Les brèves


Misère(s) de l’islam de France

Béatrice Giblin, créée le 08-05-2022

"Je vous recommande cet ouvrage de 2017, qui vient d’être republié. L’auteur Didier Leschi est un haut fonctionnaire, ancien Préfet et actuellement directeur de l’Office français de l’immigration et de l’insertion. Il a un regard à la fois bienveillant et critique sur ces misères de l’islam de France. Il se demande pourquoi l’islam moderniste ne progresse pas véritablement dans l’ensemble de la population musulmane française. Beaucoup d’intellectuels musulmans écrivent des ouvrages remarquables, mais ils sont à une distance lointaine de ce que vit le musulman pratiquant moyen. Il est important et utile de réfléchir à ce problème, ainsi qu’au rôle relativement faible que tiennent les imams (à part quelques-uns très médiatisés) dans l’accompagnement d’une modernisation."


Cendrillon

Philippe Meyer, créée le 08-05-2022

"Ma deuxième recommandation est pour un spectacle déjà assez ancien, mais que je n’avais pas encore vu. Cette pièce écrite et mise en scène par Joël Pommerat se joue au théâtre de la Porte Saint-Martin. Les trouvailles de mise en scène et de jeu sont très réussies, on remarque aussi la qualité des acteurs, des costumes, des lumières, bref tout est impeccable. Mais c’est surtout le fait que cette réussite formelle est au service du contenu. Jean-François Revel disait que ce qu’on cherche dans la poésie est un « voyage en tristesse » dont on sort rasséréné. Il y a quelque chose de cela dans la manière dont Pommerat regarde ce conte, et dont les éléments les plus tristes ne sont généralement considéré comme la mise en valeur d’une fin heureuse."

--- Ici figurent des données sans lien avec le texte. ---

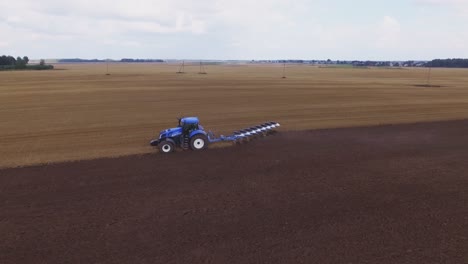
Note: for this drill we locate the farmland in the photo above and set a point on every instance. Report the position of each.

La fièvre des urnes 2500 ans de passions électorales

Lionel Zinsou, créée le 01-05-2022

"J’aimerais rendre hommage à la fondation Michalski qui accueille notre conversation de cette semaine. Elle est consacrée à l’écriture et à la littérature, il fallait donc trouver un livre qui va étonner beaucoup de gens, et peut-être les passionner. Il est signé d’un spécialiste de la rhétorique, et au demeurant un de mes amis de lycée et de l’Ecole normale. Alors certes, son champ d’expertise est très pointu, puisqu’il s’agit de la rhétorique hellénistique tardive. Comme je trouve que les commentateurs de scrutins sont souvent trop pris dans l’instant et dans l’immédiateté, je cous recommande cette lecture. On s’aperçoit que les élections sont toujours des histoires de passion. Aussi bien à l’époque des Gracques où la passion politique poussait au meurtre ou au suicide, qu’aujourd’hui où nous avons eu une campagne remarquablement calme et sans violence. Les dimensions de soif de justice, de désir de revanche sont toujours là, il s’agit d’histoires passionnelles. En France, ce sont les meilleurs orateurs qui ont fait les meilleurs scores aux élections. Emmanuel Macron est incontestablement brillant de ce point de vue, ses éloges funèbres sont par exemple excellents. Mme Le Pen était secrétaire de la conférence des avocats, elle est indubitablement une bonne oratrice. M. Mélechon a des qualités d’orateur exceptionnelles, au point d’inventer les hologrammes pour dire en douze endroits à la fois, en captivant tout le monde, des choses plutôt inefficaces. M. Zemmour a lui aussi fasciné les foules. La rhétorique est un élément absolument central du succès politique. "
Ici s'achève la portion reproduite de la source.